The Porpoise
- First edition
- Author: Mark Haddon
- Language: English
- Publisher: Chatto & Windus
- Publication date: 2019
- Publication place: United Kingdom
- Media type: Print

= The Porpoise =

2019 novel by Mark Haddon

The Porpoise is a novel by English author Mark Haddon published in 2019, best known for his first novel The Curious Incident of the Dog in the Night-Time. It was shortlisted for the Goldsmiths Prize.

==Plot introduction==
The story begins when the unborn baby's mother is killed when a light-aircraft crashes, triggering her birth. Born into "part of a global aristocracy" since Hellenistic times, her father Philippe treats his daughter Angelica as a sexual plaything. An art dealer Darius opens her eyes on her dependency on her father. The Shakespeare play Pericles morphs Darius into Pericles, as the challenger to an incestuous father.
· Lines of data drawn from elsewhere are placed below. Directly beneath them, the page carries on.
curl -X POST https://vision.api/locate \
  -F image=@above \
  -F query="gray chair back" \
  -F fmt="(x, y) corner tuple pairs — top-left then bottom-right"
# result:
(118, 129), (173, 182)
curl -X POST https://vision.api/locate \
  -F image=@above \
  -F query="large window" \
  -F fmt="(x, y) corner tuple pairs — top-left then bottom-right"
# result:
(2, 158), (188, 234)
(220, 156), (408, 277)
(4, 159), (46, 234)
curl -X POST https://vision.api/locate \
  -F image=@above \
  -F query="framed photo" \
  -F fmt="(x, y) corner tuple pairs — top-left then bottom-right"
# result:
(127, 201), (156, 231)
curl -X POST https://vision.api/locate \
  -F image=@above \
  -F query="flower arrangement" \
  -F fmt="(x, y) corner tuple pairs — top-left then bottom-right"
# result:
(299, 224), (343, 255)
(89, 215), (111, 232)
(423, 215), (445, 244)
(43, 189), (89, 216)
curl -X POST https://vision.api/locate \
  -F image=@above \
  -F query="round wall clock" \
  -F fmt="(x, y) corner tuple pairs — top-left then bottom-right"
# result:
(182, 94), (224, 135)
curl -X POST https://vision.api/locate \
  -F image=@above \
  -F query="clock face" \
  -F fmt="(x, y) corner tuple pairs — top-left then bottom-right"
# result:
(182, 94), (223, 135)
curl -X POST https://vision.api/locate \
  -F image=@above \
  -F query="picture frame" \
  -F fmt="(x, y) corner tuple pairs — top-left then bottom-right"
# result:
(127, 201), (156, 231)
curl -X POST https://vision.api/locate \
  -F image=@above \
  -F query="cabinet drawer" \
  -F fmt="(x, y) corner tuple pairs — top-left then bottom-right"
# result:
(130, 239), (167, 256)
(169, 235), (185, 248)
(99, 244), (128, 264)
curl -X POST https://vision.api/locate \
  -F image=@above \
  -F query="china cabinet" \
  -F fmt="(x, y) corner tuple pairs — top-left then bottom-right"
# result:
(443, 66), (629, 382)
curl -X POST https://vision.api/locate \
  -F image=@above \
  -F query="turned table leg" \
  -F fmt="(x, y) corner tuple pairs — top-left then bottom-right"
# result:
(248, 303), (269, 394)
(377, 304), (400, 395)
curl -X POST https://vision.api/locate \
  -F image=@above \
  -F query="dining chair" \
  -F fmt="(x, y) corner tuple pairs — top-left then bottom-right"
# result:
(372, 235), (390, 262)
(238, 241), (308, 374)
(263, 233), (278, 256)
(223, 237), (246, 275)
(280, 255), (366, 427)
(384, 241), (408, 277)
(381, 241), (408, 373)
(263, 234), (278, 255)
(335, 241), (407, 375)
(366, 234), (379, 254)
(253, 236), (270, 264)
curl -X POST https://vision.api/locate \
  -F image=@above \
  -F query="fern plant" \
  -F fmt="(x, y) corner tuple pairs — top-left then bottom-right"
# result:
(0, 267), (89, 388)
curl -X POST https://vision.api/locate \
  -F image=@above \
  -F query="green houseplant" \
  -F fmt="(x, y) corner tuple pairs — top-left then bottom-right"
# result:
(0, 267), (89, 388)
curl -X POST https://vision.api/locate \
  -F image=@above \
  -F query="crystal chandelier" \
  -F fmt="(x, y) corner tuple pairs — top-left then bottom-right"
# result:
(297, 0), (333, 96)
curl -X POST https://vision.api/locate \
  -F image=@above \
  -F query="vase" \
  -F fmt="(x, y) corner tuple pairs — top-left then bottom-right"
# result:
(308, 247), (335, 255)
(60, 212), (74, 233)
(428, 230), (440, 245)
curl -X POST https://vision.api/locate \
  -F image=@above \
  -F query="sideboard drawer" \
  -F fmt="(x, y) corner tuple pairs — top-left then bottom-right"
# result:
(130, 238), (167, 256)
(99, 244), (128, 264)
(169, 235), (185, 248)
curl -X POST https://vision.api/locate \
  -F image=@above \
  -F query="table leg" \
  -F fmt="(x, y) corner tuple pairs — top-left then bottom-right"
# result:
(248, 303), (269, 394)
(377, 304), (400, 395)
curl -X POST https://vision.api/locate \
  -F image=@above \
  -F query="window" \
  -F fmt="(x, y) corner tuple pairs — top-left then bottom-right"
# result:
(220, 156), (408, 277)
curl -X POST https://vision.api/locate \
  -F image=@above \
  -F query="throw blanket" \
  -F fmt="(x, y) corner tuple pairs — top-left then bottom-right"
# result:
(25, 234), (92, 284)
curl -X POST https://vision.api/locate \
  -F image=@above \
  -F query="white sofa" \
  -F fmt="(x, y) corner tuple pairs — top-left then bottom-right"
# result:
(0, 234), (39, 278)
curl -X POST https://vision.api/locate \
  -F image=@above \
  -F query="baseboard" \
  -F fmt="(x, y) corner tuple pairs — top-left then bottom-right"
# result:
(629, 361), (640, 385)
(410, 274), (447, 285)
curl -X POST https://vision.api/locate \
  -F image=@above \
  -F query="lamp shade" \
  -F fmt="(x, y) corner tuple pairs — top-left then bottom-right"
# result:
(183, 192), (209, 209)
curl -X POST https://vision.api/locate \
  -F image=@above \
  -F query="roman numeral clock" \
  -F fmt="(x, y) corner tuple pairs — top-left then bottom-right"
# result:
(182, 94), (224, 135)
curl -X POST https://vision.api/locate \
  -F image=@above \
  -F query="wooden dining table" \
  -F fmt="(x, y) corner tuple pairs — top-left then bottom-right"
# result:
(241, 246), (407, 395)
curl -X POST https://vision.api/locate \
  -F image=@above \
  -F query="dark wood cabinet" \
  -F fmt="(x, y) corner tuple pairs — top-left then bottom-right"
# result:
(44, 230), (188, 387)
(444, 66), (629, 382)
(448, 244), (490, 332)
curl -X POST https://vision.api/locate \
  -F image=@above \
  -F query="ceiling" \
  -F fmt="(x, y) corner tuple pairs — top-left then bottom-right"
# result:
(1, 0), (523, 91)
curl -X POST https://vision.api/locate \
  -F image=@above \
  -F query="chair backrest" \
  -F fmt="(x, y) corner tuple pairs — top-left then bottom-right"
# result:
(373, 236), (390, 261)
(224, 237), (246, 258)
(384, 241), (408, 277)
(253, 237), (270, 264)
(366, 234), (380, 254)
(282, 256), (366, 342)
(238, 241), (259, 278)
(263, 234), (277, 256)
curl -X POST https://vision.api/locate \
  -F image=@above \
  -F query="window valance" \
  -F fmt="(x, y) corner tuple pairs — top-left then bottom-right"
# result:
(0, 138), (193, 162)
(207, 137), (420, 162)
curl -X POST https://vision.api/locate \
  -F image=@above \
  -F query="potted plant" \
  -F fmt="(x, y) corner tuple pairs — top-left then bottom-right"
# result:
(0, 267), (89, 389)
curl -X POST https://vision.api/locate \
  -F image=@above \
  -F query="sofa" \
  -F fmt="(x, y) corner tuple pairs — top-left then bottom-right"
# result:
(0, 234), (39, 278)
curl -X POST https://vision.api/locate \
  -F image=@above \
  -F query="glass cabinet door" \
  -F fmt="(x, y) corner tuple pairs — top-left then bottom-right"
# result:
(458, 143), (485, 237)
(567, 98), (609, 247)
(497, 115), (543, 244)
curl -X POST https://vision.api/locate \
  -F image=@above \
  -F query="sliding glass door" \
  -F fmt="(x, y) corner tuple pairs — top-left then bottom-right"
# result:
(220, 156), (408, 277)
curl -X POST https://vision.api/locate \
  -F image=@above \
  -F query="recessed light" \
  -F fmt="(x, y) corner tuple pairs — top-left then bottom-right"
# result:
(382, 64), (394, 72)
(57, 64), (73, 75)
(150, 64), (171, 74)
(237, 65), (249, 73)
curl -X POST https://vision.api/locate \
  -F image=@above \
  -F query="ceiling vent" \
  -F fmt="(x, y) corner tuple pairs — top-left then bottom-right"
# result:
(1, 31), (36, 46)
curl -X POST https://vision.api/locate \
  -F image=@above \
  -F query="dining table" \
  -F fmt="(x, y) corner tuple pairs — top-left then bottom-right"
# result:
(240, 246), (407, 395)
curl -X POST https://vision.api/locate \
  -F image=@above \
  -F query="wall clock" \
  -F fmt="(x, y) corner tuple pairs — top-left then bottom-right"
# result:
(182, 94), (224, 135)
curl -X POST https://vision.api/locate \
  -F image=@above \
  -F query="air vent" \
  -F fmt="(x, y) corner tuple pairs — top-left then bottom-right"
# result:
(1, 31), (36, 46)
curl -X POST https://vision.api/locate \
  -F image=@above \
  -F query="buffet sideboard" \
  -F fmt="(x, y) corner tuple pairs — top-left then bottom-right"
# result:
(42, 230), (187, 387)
The novel has glimpses into Angelica's life but the bulk of the narrative is based around Pericles, his wife and his daughter Marina with asides to Jacobean London with Shakespeare and the co-author George Wilkins.

==Reception==
- Justine Jordan in The Guardian praises the novel as it "shimmers and shifts direction, slipping into a classical past where the historical references of the early sections become vivid reality. We sail with Pericles, prince of Tyre; through feasts and famines, plagues and mutinies, the stories – and after-stories – of his lost wife and child unroll...The different worlds sometimes jut into each other as the narrative dances on the threshold between reality and imagination. Lonely, myth-obsessed Angelica 'is both teller and listener. She forgets, sometimes, where the page ends and her mind begins'. But the extraordinary force and vividness of Haddon’s prose ensure that The Porpoise reads not as a metatextual game but as a continually unfolding demonstration of the transporting power of stories."
- In The Observer, Anthony Cummins is also exuberant, saying that "Line by line, Haddon throws everything at making it a transcendent, transporting experience – which is part of the point, given that The Porpoise turns on the consolations of storytelling, which aren’t just a cliche in a book that is essentially about a girl seeking to escape her ravaged body. A helix, a mirror ball, a literary box of tricks... take your pick: this is a full-spectrum pleasure, mixing metafictional razzmatazz with pulse-racing action and a prose style to die for. I’ll be staggered if it’s not spoken of whenever prizes are mentioned this year.
- Gabido Inglelsius, writing for NPR, had some reservations and summarizes "The Porpoise is a rich, beautiful read. Its shortcomings are masked by Haddon's dazzling use of language and talent for describing action and feelings. It's a rough, bizarre, magical journey, and readers will not come out of it untouched."
- Ron Charles in The Washington Post praises the "way Haddon has streamlined this ramshackle tale into a sleek voyage of gripping tribulation is fantastic. But what’s especially remarkable is that the modern-day scenes interwoven with Pericles’ ancient adventures feel no less electrifying. The contemporary events have been polished to an antique patina and endowed with classical weight. While the prince is twisting away from murderers and surviving ship-crushing storms, young Angelica remains stock still in her father’s mansion. Barred from fight or flight, she has nonetheless devised a method of defying her father’s sexual assaults — a method as ingenious as it is self-destructive. In scenes of frozen agony, Haddon explores the insidious ways that class silences suspicion and camouflages Philippe’s abuse, requiring his daughter to exercise power in the only way left to her."